Bills would aid state aerospace companies

Legislators on both sides of the Cascades are pushing bills they hope will create high-wage aerospace jobs and benefit Washington companies in that industry not named Boeing.

In 2003, legislators pounded out a special $3.2 billion tax break package that kept Boeing, the world’s largest airplane maker, in Washington to build its next generation of airliners.

The current Olympia session has an industry incentive bill, SB6604, supported by Gov. Christine Gregoire and backed by East and West Side lawmakers, that would create tax breaks for smaller aerospace companies, including several in Spokane County.

Another bill would establish a 15-person task force to develop a long-term strategy to boost Washington’s aerospace industry.

Spokane-area economic development leaders see the bills as ways to help companies already here, such as BF Goodrich and Triumph Composite Systems, plus persuade other companies to move to Spokane County.

Triumph provides components both for Boeing Co. and for European aerospace giant Airbus S.A.S. Goodrich, which like Triumph has its facility on the West Plains, produces carbon brakes for commercial and military aircraft.

“The aerospace industry is expecting to deliver a record number of new airplanes in the next decade. We want to be sure Washington continues to catch and grow that business,” said Theresa Sanders, executive vice president of development for the Spokane Area Economic Development Council.

Airplane manufacturers and related suppliers and support companies employ more than 100,000 people in Washington.

“Washington is the epicenter of commercial aerospace manufacturing,” said State Rep.
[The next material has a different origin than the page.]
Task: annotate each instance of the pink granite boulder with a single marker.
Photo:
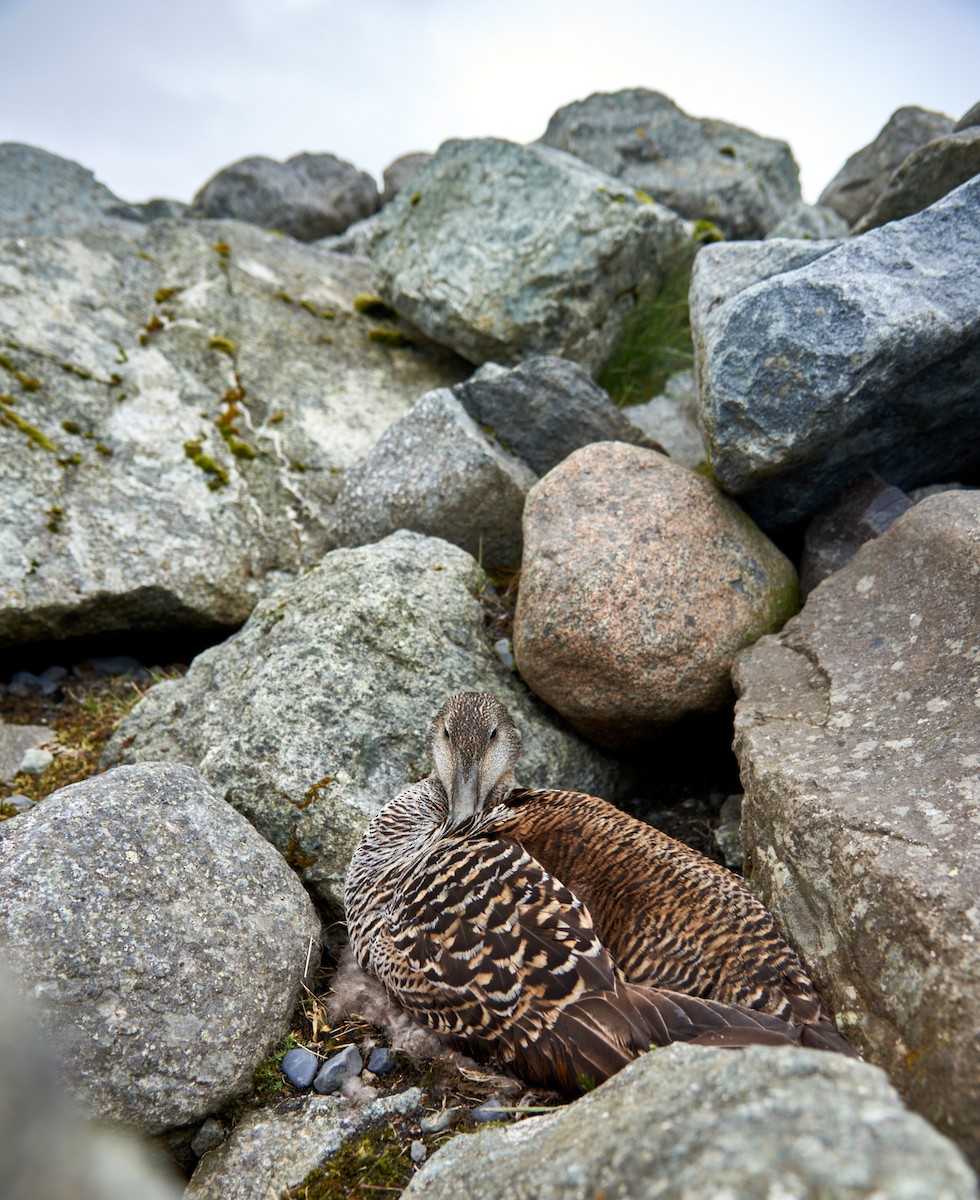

Brian Sullivan (D-Lynnwood), the sponsor of the task force bill HB2383. “We want to see that industry grow and expand.”

The task force the bill seeks to create would be made up of legislators, industry experts, airport officials and company representatives. It would come back to the Legislature in two years and define further incentives to expand the aerospace industry.

Sullivan said the bill asked for $250,000 for staffing the task force. But he knows the final amount, if the bill passes, will have to be lower.

Co-sponsoring HB2383 is Rep. Timm Ormsby (D-Spokane) who calls it a vital way to help Eastern Washington expand its aerospace sector.

State Sen. Lisa Brown (D-Spokane) said she supports the idea of the state developing a comprehensive strategy for aerospace. But she is hesitant about adding another task force and is careful about the fiscal impact of the incentive bill.

SB6604 would generate something like $10 million in tax breaks over the next three years, according to Senate fiscal analysts. It would give excise-tax breaks to other aerospace manufacturing firms. It also gives breaks to firms providing engineering, research and development and maintenance services to aerospace manufacturers.

Brown, who is the Senate majority leader, worries that the incentives will shift corporate tax burdens to other industries. She also has a general distaste for yet another task force to define state policies, she said.

The 2005 session produced several other task force initiatives, “and I’m concerned that we will start diffusing our focus with more of them,” Brown said.

Sullivan sees the state coming out ahead through the trickle-down benefit of good jobs being created by high-revenue aerospace firms.

“It would do for aerospace what we do for Microsoft. We give technology companies a tax credit for research and development,” he said.

“The result is Microsoft’s average wages in the Puget Sound area are $90,000 a year.”